Whether I attribute it to something gone haywire in my orbitofrontal cortex, misaligned or misfiring opiate and dopamine receptors, or even the sexual violence incurred in my childhood, the answer always comes out the same--I am an addict. Being ensnared in an active addiction is a tortuous death spiral, a soul-sucking spiritual thirst, a cantankerous craving, an insatiable seduction, but most of, an anxiety-fueled obsession that’s all about self-negation.
I’m coming up on 18 years of being clean and sober, yet I’m ever so vigilant of how tenuous my sobriety can be. The longer I go without a drink or a drug, the more susceptible I am to getting lulled into complacency. It’s a daily reminder that while I’m going about rebuilding my life after drugs and alcohol, that snake called addiction is just off in the distance, slithering and snarling, waiting for me to take those first steps into the doorway of denial.
How can I describe what addiction is to someone who isn’t an addict? In my mind, the closest anyone has ever come to capturing the entrancing enticement of addiction is Dr. Vincent Felitti when he said: “It is hard to get enough of something that almost works.”
I used to think my struggles with addiction were all about my craving to fill an insatiable void inside me. I’m only beginning to understand how mistaken that thinking was. Addiction has more to do with what I’m trying to avoid than it does with any void inside me. In fact, I no longer subscribe to the belief that, like the hole in a doughnut, we all have an empty space inside of us that desires to be filled. It’s self-defeating going about your life thinking you’re in some way broken, or walking around with this aching cavern in your soul that screams out to be filled.
We are indeed all “whole”—The real issue lies in what, and whom, we permit to fill those crevices inside us. We’ve all been given limited space to work with, so if you want to welcome more joy, love, and forgiveness into your life, you’ll need to make space for it by purging some of the anger, hate, and self-pity from your life.
For years, I’ve wrestled with what recovery is supposed to look like. Are we ever really recovered from an addiction, or are we treading a path of recovering, of which we are given a daily, and sometimes hourly reprieve? Alcoholics Anonymous has held dominion over the recovery field and its 12-step offshoots for decades. And if you follow their direction, there is no such thing as cutting down, only cutting out. It feels almost blasphemous to second guess such a rigid direction that has managed to keep me sober this long, but I wonder if given the resources, support, and self-knowledge, if more addicts would internalize less shame, and thus have a better hope of recovery were a less stringent program in place.
This brings me back to the idea that addiction, a universal human condition, is simply a matter of not making space for other people and things in your life. Sometimes the volume is just turned up too high, and we fail to see the need to purge toxins from our soul. And these can take many forms—friends, family, substances, and behaviors. So how do we go about burrowing into our addictions and making room for goodness to enter our lives? It starts with getting honest with yourself and admitting that someone or something is standing in the way of you feeling whole. Next, you come to the realization that the addiction is merely a symptom to a much deeper problem in your soul. All the alcohol, drugs, shopping, work, and sex you use to numb your problem, in time, will no longer soothe the discomfort in you that can’t be silenced, only unearthed. At this point, you’ll need all the help you can get to fortify yourself to keep pushing through when its ever so easy to slide back into numbing and denying. Here’s when you’ll have to rely on the easiest “most difficult” thing in the world--forgiveness. You don’t have to be the person you were, but if you want any hope of wedging that addiction out of its foothold in your soul, you’ll need to find forgiveness for yourself and those who may have hurt you.

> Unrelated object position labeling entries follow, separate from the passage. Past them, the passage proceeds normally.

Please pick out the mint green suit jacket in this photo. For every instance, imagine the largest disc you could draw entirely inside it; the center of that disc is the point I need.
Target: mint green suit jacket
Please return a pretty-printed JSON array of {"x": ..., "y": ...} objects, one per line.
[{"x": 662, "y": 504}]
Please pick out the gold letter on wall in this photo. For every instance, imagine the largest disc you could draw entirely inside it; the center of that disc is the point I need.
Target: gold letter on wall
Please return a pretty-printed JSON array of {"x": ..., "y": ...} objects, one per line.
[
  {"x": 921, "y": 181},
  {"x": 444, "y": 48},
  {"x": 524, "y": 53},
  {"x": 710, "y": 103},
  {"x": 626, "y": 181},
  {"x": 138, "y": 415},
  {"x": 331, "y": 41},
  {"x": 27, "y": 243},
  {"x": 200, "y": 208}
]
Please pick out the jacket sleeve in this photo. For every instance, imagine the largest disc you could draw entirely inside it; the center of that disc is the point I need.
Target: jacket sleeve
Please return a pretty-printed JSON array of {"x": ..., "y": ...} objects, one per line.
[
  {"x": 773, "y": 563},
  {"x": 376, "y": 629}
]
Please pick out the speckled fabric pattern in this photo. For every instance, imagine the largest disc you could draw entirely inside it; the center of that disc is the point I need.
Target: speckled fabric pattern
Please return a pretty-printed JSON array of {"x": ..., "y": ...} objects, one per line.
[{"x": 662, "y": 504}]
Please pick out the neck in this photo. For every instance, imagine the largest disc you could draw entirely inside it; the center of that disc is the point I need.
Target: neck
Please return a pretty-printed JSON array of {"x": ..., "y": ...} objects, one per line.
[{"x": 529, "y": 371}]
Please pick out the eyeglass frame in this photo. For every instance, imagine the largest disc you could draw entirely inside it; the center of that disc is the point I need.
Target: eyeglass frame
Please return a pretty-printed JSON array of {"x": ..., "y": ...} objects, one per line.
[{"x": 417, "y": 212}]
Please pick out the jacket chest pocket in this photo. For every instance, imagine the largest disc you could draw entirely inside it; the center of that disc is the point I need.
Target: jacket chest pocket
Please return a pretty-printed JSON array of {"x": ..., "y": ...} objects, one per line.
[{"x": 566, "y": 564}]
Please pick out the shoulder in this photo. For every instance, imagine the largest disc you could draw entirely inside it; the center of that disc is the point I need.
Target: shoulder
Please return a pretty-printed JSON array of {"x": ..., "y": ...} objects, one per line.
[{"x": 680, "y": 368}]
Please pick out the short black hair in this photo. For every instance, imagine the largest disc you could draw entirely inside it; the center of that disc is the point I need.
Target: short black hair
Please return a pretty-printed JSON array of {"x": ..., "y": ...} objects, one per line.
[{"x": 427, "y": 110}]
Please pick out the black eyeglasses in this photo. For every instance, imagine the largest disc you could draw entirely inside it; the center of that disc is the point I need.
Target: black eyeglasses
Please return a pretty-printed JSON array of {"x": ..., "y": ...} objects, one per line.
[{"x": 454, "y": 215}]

And finally, once you’ve cleared that toxic space inside you and you’ve allowed joy and love to take its place, you’ll have to take responsibility to fight like hell to keep that addiction from slithering back in.
I’d like to leave you with beautiful words of Naguib Mahfouz: “The problem is not that the truth is harsh but that the liberation from the ignorance is as painful as being born. Run after truth until you’re breathless. Accept the pain involved in re-creating yourself afresh. These ideas will take a life to comprehend, a hard one interspersed with drunken moments.”